Effect of Paricalcitol vs Calcitriol on Hemoglobin Levels in Chronic Kidney Disease Patients: A Randomized Trial

• Published in: PloS one Vol. 10; no. 3; p. e0118174
• Main Authors: Riccio, Eleonora, Sabbatini, Massimo, Bruzzese, Dario, Capuano, Ivana, Migliaccio, Silvia, Andreucci, Michele, Pisani, Antonio
• Format: Journal Article
• Language: English
• Published: United States Public Library of Science 17.03.2015; Public Library of Science (PLoS)
• Subjects: Anemia; Bone marrow; C-reactive protein; C-Reactive Protein - metabolism; Calcitriol; Calcitriol - pharmacology; Calcitriol - therapeutic use; Calcium; Calcium (blood); Calcium phosphates; Chronic kidney failure; Comparative analysis; Ergocalciferols - pharmacology; Ergocalciferols - therapeutic use; Female; Follow-Up Studies; Hemoglobin; Hemoglobins; Hemoglobins - metabolism; Humans; Hypertension; Inflammation; Iron; Kidney diseases; Kidneys; Male; Markers; Middle Aged; Nephrology; Nutrient deficiency; Parathyroid hormone; Parathyroid hormones; Patients; Peritoneal dialysis; Phosphates; Phosphorus; Plasma levels; Proteins; Proteinuria; Public health; Randomization; Renal Insufficiency, Chronic - drug therapy; Renal Insufficiency, Chronic - metabolism; Rodents; Studies; Treatment Outcome; Vitamin D; Vitamin deficiency; Italy
• ISSN: 1932-6203; 1932-6203
• DOI: 10.1371/journal.pone.0118174

Recent studies suggest that vitamin D deficiency represents an additional cofactor of renal anemia, with several mechanisms accounting for this relationship.
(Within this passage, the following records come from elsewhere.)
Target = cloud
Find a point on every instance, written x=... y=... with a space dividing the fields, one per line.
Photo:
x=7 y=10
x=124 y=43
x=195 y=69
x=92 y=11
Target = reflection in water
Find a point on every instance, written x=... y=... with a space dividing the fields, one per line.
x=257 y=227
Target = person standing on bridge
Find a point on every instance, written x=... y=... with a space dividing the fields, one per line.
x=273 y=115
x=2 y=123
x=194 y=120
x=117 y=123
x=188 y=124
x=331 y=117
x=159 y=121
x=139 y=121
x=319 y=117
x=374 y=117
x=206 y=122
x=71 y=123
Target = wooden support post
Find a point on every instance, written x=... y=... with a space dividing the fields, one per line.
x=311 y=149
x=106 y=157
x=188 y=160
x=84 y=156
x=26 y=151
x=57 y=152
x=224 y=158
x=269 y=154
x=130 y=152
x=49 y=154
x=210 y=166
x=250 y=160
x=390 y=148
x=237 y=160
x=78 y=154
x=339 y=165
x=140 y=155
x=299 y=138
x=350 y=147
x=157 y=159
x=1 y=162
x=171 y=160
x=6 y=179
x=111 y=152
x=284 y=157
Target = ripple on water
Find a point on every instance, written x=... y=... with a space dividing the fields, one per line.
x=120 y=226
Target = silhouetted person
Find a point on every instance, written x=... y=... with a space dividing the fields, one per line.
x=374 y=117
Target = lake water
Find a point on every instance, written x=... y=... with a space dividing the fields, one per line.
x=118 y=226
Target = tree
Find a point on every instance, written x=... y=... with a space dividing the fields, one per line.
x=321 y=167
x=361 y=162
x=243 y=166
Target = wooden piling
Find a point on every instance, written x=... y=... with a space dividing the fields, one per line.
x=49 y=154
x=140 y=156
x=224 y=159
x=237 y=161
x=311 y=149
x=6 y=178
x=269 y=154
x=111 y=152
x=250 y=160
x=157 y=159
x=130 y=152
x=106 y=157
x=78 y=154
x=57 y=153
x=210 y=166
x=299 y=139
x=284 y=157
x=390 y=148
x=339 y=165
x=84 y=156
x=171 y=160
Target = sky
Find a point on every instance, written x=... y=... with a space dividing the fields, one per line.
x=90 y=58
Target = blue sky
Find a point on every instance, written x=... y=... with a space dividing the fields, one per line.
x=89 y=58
In line with it, the administration of vitamin D or its analogues has been associated with an improvement of anemia. There are no data, however, about a direct effect of paricalcitol on hemoglobin (Hb) levels. Therefore, we conducted a study to determine whether paricalcitol, compared to calcitriol, improves anemia in patients with chronic kidney disease (CKD). In this randomized trial 60 CKD patients stage 3b-5 and anemia (Hb levels: 10-12.5 g/dL) were assigned (1:1) to receive low doses of calcitriol (Group Calcitriol) or paricalcitol (Group Paricalcitol) for 6 months. All the patients had normal values of plasma calcium, phosphorus and PTH, a stable iron balance, and normal values of C-Reactive Protein. The primary endpoint was to evaluate the effects of the two treatments on Hb levels; the modifications in 24hr-proteinuria (UProt) were also evaluated. A significant Group x Time interaction effect was observed in the longitudinal analysis of Hb levels (F(1,172)=31.4, p<0.001). Subjects in Paricalcitol experienced a significant monthly increase of Hb levels equal to +0.16 g/dL [95% C.I. 0.10 to +0.22, p<0.001) while in Group Calcitriol, Hb decrease throughout the follow-up with an average monthly rate of -0.10 g/dL (95% C.I.: -0.17 to -0.04, p<0.001). In Group Paricalcitol, UProt was significantly reduced after 6 months [0.35 (0.1-1.2) vs 0.59 (0.2-1.6), p<0.01], whereas no significant difference emerged in Group Calcitriol. Plasma levels of calcium, phosphate, PTH and of inflammation markers remained in the normal range in both groups throughout the study. Short-term exposure to paricalcitol results in an independent increase in Hb levels, which occurred with no modification of iron balance, inflammatory markers, and PTH plasma concentrations, and was associated with a decrease in UProt. ClinicalTrials.gov NCT01768351.